第五章



「貴方は誰ですか」

「…」

 アスファルは驚くでもなくゆっくり振り向いた。

「… 私はハヌドゥノアス・チャク・ファルバーン。それ以外の何者でもないよ」

 動作と同じく、ゆっくりと喋った。

「『アスファル』は、略称だったんだ」

「ええ」

 確かにこの長ったらしい名前には、略称が必要かも知れない。

「貴方はなぜ、この島にいるのですか」

「深い理由はないよ。たまたまここだっただけ」

「貴方は何ですか」

「…」

 あの目を見たときから感じていた。

「人間ではないのでしょう」

「ええ」

 少し驚いた。あっさり認められるとは思っていなかったから。でも人間ではないのなら、何なのか。僕の想像道りなのだろうか。

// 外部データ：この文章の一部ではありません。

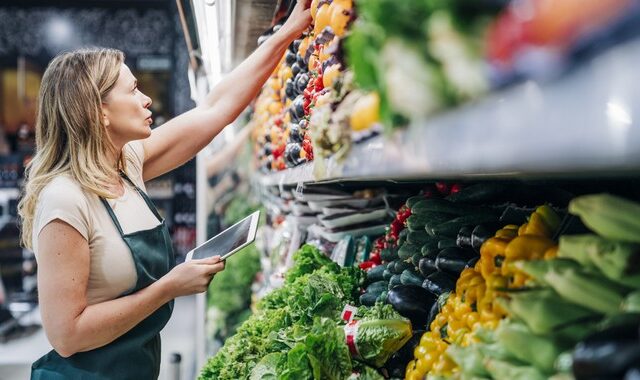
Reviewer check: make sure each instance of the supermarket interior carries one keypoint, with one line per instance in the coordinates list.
(447, 189)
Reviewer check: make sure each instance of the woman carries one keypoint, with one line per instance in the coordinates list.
(105, 276)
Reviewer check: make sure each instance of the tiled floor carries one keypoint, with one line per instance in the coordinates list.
(178, 336)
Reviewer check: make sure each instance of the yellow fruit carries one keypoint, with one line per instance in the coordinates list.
(314, 9)
(366, 112)
(340, 17)
(323, 19)
(420, 351)
(330, 75)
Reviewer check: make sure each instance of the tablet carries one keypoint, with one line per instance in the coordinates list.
(229, 241)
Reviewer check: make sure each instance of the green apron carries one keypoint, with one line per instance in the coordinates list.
(136, 354)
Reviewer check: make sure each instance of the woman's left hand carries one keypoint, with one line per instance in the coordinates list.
(299, 20)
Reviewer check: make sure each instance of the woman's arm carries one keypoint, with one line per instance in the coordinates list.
(181, 138)
(63, 271)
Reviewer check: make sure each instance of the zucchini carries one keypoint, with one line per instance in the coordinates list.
(407, 250)
(418, 237)
(395, 281)
(452, 227)
(464, 237)
(377, 287)
(454, 260)
(427, 266)
(439, 283)
(442, 206)
(389, 254)
(375, 274)
(482, 233)
(399, 266)
(447, 243)
(409, 277)
(368, 299)
(481, 193)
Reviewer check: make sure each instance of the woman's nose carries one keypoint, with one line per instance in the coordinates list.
(147, 101)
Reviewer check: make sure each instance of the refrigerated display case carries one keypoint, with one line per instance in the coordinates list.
(534, 137)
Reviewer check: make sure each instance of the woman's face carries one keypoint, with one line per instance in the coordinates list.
(126, 110)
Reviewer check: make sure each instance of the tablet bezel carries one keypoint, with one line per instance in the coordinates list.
(253, 228)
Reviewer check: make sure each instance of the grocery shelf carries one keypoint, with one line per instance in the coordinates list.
(585, 123)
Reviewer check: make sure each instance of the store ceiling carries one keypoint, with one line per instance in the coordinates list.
(253, 17)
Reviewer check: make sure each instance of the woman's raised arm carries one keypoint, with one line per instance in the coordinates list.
(181, 138)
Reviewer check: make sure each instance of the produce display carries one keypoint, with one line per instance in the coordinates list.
(532, 308)
(298, 331)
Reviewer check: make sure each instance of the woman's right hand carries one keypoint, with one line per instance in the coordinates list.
(193, 276)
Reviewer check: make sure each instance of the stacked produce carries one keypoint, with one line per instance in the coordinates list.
(527, 303)
(309, 105)
(419, 56)
(298, 331)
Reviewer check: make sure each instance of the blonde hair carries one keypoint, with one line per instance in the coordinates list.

 もう、僕は止まらなかった。知りたかったことを、訊きたかったことを口が放つ。

「貴方は神ですか」

「… ええ。貴方達ヒトの言うところの神。でも正しい答えではない。私は創造主。しかしそれは一人ではないのだから。私は大勢いる創造主の一人にすぎない」

「僕は貴方に訊きたいことがある。ずっと知りたかったこと。柩の行方よりも、遙かに求めてならない答え。

 世界はなぜできたのか?」

 アスファルの目が細められる。口元から笑みが消えた。

「答えたくない」

 どうして。人ではないことをあっさりと認め、創造主であることを説明してくれた。なのに、なぜ。

「どうしてっ」

「立派な答え何かじゃないから。この世に生きるヒトには教えられない」

 僕が声を荒げても、アスファルの調子は変わらなかった。でもそんな一言で引けるほど、僕の気持ちは浅くない。

「納得できない!」

「では訊くけれど、どんな答えを望んでいるの?何処までも晴れ渡る青空を見てみたかったから?夜空に輝く無数の星々を見てみたかったから?そんなのじゃないんだよ」

「そんなの関係ない。僕は知りたいだけだから」

「なぜ知識を欲する」

「僕は、僕は周りの誰よりも頭が良かった。自ら学ぶことをしたし、学んだことを忘れなかった。僕は知識を得ることが楽しかったんだ。でも周りから向けられる視線は期待、羨望、希望。僕が知らない事なんて、何一つない。そんな風に思われてた」

 まくし立てるように、自分自身も確認するように言う。

「でも僕はそれが重荷だった。恐かったんだ。もし答えられなかったらと。裏切り、落胆、失望…でも、もうどうでもよかった。知識が欲しかった。原点に返ることができた。知識が欲しくて、学んで、色々と思考した。そして僕は、踏み入れてはならない領域に踏み入れた」

「それが世界の始まり?確かに、君のように知識を求めるようなヒトは、考えてはいけないことかもしれない」

「アスファルの言う通りだ。世界はなぜできたのか?そんなこと、どんな文献読んでも答えなんかあるはずなかった。でも、それでも僕は知りたい」

 僕とアスファルの視線が交差した。どちらも目をそらすことを決してせず、譲らないと僕の目は訴え、アスファルはただ、僕の目を静かに捕らえていた。

「そこまで知りたいか」

「僕は知識を求める異端者にして中毒者。知りたくないはずがない。答えを知る可能性を、見付けてしまったのだから、尚更」

「ふ… ふふふ…ははははっはは、あははははっ」

「?」

 アスファルが突然笑い出した。一体何がおかしいのか。

「いいy。教えてあげる。君は愚者だけど賢者だ。崇高な理由を求めるでもなく純粋に探求心。人間がここに着たのは初めてだし、特別に教えてあげる」

 一泊置いて、アスファルの口が弧を描く。